Cuando abrió los ojos dijo:

– Y si lo de la política no funciona, ¿te vas a ganar la vida matando a gente?

– Supongo.

– ¿Y cómo lo harías? ¿Cómo actuarías?

Se preguntaba cómo haría para matar a Lee y quedarse con la cruz.

– ¿De quién estamos hablando? ¿De una colgada que le debe dinero a su camello o del presidente de Estados Unidos?

Ig suspiró profundamente.

– De alguien que sabe la verdad sobre ti. Un testigo de cargo. Si vive, tú vas a la cárcel.

Lee dijo:

– Le quemaría dentro de su coche.
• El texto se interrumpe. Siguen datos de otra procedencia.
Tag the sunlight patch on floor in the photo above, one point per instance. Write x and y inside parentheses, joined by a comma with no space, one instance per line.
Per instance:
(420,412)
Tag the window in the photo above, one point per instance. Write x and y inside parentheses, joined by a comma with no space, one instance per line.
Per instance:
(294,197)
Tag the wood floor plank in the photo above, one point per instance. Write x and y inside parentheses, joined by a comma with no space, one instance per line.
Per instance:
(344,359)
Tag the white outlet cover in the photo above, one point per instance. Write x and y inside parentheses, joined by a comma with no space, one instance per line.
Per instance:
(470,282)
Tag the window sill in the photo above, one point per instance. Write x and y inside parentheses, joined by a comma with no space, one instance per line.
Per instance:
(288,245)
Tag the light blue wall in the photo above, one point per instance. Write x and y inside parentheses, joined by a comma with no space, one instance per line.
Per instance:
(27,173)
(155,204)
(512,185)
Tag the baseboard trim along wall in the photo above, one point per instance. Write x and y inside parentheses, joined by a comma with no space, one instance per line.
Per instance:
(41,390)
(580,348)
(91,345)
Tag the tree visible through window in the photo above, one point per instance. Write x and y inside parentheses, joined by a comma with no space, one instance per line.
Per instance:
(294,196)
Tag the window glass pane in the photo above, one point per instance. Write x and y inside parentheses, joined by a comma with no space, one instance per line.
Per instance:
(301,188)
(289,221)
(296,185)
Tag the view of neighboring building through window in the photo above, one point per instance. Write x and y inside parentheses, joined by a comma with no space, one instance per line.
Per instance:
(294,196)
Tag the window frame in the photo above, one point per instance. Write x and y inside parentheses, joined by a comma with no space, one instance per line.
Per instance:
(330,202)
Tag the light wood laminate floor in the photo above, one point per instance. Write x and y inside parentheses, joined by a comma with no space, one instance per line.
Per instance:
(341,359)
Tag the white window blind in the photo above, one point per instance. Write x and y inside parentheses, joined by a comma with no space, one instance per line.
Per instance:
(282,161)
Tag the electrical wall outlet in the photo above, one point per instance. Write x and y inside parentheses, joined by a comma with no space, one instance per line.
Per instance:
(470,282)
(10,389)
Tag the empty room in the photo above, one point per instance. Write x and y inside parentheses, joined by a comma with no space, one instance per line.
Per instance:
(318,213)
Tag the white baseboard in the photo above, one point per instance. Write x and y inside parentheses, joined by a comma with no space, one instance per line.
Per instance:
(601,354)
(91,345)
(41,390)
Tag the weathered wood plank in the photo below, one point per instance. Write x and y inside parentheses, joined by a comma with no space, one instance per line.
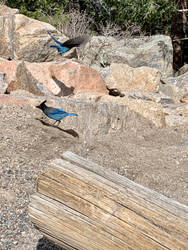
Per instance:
(81,205)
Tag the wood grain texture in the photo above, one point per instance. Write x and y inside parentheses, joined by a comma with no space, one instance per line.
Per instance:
(81,205)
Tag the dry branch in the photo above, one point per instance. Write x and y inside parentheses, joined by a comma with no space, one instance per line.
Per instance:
(81,205)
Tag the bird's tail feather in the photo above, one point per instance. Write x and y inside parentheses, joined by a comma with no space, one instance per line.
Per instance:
(54,46)
(73,114)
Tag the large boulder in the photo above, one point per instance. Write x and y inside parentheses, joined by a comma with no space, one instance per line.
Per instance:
(175,87)
(148,109)
(154,52)
(24,38)
(3,83)
(55,78)
(125,78)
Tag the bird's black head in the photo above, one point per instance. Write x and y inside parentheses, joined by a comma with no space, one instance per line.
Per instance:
(42,105)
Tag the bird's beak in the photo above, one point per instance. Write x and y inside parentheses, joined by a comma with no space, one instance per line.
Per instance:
(38,106)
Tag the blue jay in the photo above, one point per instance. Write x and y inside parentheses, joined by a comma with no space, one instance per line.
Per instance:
(69,44)
(54,113)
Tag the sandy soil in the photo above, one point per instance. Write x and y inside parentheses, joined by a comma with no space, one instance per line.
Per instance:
(156,158)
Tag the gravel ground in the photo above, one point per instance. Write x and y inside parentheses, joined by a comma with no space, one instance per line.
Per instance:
(157,158)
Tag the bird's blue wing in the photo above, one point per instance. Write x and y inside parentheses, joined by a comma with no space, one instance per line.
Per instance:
(57,111)
(55,40)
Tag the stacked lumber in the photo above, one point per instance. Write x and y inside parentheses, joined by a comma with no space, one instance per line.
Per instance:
(81,205)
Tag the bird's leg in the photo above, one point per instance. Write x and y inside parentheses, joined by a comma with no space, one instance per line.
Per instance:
(58,123)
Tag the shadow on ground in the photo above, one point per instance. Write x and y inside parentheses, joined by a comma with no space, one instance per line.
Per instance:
(68,131)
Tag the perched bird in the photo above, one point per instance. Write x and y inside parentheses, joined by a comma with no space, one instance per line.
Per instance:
(54,113)
(69,44)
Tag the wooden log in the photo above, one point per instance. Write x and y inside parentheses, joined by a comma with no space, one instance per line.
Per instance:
(81,205)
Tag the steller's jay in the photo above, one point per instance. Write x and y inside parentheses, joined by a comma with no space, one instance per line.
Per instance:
(54,113)
(69,44)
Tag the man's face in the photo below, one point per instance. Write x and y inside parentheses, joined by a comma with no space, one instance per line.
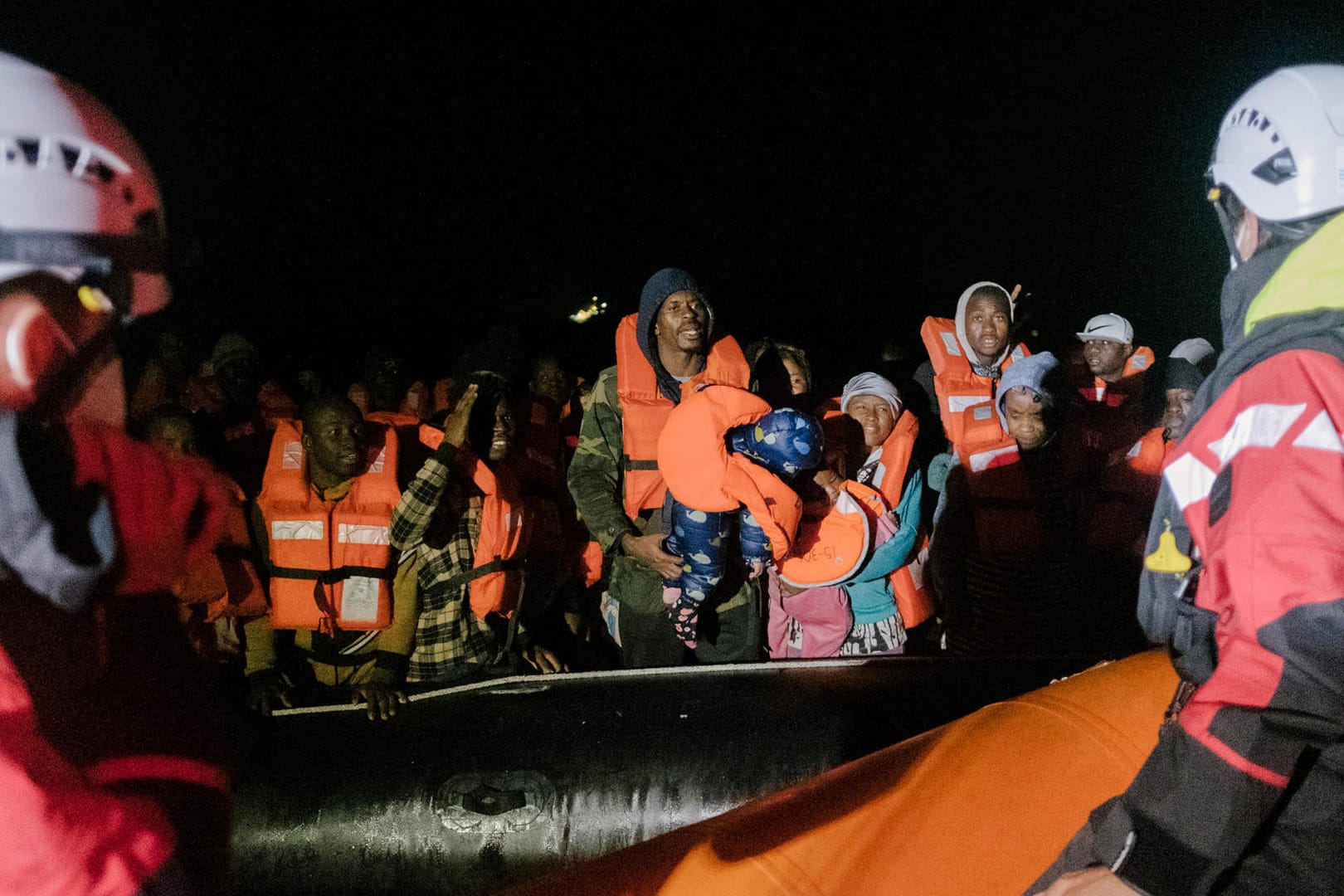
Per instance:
(550,381)
(683,324)
(1179,402)
(1025,418)
(336,444)
(986,327)
(797,381)
(502,437)
(875,416)
(1107,359)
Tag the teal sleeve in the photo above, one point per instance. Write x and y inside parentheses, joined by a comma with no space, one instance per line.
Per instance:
(894,553)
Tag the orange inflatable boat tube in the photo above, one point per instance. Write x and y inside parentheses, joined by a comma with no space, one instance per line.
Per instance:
(976,807)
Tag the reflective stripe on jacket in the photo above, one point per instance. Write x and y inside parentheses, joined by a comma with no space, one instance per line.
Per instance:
(958,387)
(496,578)
(644,410)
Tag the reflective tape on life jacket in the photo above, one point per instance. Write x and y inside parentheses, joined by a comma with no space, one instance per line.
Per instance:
(702,475)
(496,577)
(331,562)
(644,410)
(984,444)
(832,548)
(1116,394)
(1149,453)
(957,386)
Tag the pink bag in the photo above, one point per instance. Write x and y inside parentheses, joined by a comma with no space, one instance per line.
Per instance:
(817,618)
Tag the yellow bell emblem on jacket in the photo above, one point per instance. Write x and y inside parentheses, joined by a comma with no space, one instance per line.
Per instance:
(1166,558)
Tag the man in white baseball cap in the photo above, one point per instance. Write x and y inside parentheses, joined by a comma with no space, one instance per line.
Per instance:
(1110,356)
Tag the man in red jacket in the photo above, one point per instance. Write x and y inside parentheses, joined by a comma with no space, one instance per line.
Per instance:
(1244,790)
(110,761)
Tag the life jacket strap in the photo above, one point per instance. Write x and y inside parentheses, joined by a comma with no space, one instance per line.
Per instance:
(498,564)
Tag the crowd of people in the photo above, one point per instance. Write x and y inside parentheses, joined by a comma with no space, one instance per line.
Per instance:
(699,503)
(696,503)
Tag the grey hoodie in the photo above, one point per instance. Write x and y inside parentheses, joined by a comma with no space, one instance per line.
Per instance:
(1029,373)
Con una bomba. Le espero en la acera al otro lado de la calle, vigilándole mientras entra en el coche. En cuanto arranca, pulso el botón de mi control remoto, así el coche sigue avanzando después de la explosión, convertido en un montón de chatarra en llamas.

– Espera un momento -dijo Ig-, tengo que enseñarte algo.

Se levantó, ignorando la cara de confusión de Lee, y entró en la casa. Tres minutos después salió con la mano derecha cerrada en un puño. Lee le miró con el ceño fruncido mientras Ig volvía a su hamaca.

– Mira esto -dijo Ig mientras abría la mano derecha para enseñarle el petardo.

Lee lo miró con una cara tan inexpresiva como una máscara de plástico, pero no logró engañar a Ig, que estaba empezando a conocerle. Cuando abrió la mano y Lee vio lo que tenía en ella, se puso de pie sin pensar.